Господа офицеры, стр. 8

Сопротивляться? А с какой бы стати?!

– Ведь вы обещаете, Сергей?

– Я постараюсь, – честно ответил поручик. – Но я очень постараюсь! Я сделаю все, что смогу, для спасения вашего брата, сударыня, – добавил он, подумав, что в самом деле совершит все возможное и невозможное ради того, чтобы добиться благосклонности этой прекрасной женщины.

– Сергей! – томным голосом произнесла актриса. – Я попрошу вас еще о двух одолжениях...

– Рад служить вам! – наклонил голову князь.

– Во-первых, вы тоже называйте меня просто Верой. Договорились? Вот и замечательно! А во-вторых... – она некоторое время молчала, а затем, вздохнув, продолжила: – Ах, эта проклятая война, будь она неладна! У меня есть личный оператор, он снимал три последних моих фильма. Владислав Юрьевич Дергунцов, вы, Сергей, возможно, видели Владислава на том приеме у графа Нащокина. Такой, с усиками. Он еще не отходил от меня. Я очень ценю этого человека, Сергей! Нет, нет, не как э-э... близкого друга, а как изумительного профессионала. Посмотрите: вон, над столиком мой фотопортрет. Это его работа. Превосходно, не правда ли?

– О да! Но в жизни вы еще прекрасней, Вера! – пылко воскликнул Голицын.

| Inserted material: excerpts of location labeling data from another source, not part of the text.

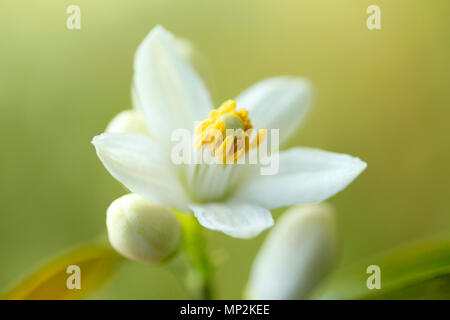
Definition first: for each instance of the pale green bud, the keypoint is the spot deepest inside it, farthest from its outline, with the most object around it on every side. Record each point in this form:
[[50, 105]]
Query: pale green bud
[[297, 254], [141, 231]]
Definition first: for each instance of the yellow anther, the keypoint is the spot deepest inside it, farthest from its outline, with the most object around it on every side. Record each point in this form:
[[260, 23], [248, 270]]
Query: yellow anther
[[214, 132]]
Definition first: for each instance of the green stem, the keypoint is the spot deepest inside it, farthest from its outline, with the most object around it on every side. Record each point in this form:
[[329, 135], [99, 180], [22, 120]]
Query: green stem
[[195, 259]]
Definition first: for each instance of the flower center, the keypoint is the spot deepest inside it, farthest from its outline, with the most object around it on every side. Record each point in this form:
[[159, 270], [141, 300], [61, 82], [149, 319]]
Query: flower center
[[228, 132]]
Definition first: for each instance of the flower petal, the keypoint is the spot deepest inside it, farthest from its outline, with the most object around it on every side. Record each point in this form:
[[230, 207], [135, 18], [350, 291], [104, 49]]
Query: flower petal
[[296, 255], [171, 94], [141, 166], [128, 121], [238, 220], [305, 175], [278, 103]]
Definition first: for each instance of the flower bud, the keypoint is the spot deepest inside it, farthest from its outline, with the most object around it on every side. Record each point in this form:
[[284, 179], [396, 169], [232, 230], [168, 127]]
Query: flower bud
[[298, 252], [141, 231]]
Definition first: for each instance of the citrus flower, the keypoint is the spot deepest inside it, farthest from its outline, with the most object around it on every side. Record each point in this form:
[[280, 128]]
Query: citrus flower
[[232, 198]]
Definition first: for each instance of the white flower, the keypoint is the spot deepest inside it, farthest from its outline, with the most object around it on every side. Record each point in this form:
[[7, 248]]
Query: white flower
[[168, 95], [141, 231], [297, 253]]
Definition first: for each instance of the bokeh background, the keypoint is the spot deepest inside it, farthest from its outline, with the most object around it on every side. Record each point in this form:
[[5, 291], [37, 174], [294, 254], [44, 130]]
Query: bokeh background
[[381, 95]]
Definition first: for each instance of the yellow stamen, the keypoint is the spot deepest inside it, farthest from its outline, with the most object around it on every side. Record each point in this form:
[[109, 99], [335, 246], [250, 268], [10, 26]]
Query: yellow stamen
[[214, 133]]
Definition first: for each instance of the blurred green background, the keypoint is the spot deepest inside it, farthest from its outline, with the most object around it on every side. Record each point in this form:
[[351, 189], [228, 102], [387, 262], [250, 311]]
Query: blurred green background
[[381, 95]]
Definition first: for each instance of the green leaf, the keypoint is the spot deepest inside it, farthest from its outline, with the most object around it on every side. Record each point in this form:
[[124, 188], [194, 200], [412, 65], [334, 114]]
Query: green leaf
[[420, 271], [97, 263]]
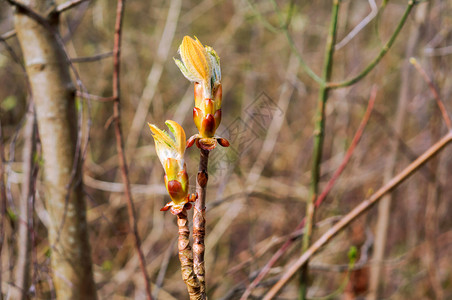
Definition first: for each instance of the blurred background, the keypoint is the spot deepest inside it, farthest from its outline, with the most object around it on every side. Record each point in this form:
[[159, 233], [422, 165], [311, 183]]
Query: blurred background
[[258, 187]]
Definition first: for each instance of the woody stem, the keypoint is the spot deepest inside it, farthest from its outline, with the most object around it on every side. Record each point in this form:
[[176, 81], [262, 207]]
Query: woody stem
[[186, 258], [199, 221]]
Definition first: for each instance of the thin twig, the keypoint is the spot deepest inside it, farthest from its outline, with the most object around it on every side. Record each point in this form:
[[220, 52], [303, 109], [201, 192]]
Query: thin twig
[[120, 144], [351, 148], [199, 221], [22, 275], [92, 58], [358, 211], [434, 91], [2, 204], [186, 259], [68, 5], [264, 271], [285, 28], [373, 13], [319, 133], [383, 51]]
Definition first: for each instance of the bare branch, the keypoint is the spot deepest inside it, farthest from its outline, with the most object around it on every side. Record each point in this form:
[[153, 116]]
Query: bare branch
[[358, 211]]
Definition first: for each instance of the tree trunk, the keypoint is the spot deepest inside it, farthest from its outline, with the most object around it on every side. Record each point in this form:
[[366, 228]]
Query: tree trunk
[[54, 98]]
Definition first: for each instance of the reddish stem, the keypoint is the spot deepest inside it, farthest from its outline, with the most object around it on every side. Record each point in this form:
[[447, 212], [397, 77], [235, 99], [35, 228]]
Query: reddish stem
[[264, 271]]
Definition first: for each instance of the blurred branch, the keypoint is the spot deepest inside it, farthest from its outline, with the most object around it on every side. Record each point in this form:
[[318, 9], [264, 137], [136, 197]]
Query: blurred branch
[[358, 211], [22, 276], [94, 97], [154, 75], [2, 205], [373, 13], [120, 145], [285, 28], [383, 51], [53, 94], [186, 259], [384, 207], [68, 5], [434, 91], [91, 58], [264, 271]]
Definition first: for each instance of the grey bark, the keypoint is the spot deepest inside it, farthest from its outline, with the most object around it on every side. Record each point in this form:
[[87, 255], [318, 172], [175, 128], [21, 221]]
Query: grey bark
[[54, 99]]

Королева кино потупила глаза:

– В самом деле? – Вера Холодная не сомневалась в искренности восхищения князя, она себе цену знала. – Так вот, хорошего оператора нелегко найти, а такого, как Владислав, почти невозможно. И что же? Дергунцов мобилизован! Никак не удалось освободить его от этого... Будет фронтовым корреспондентом. Он меня просил... Словом, не могли бы вы поспособствовать, чтобы Владислав был направлен именно в Турцию. Он считает, что там безопасней всего...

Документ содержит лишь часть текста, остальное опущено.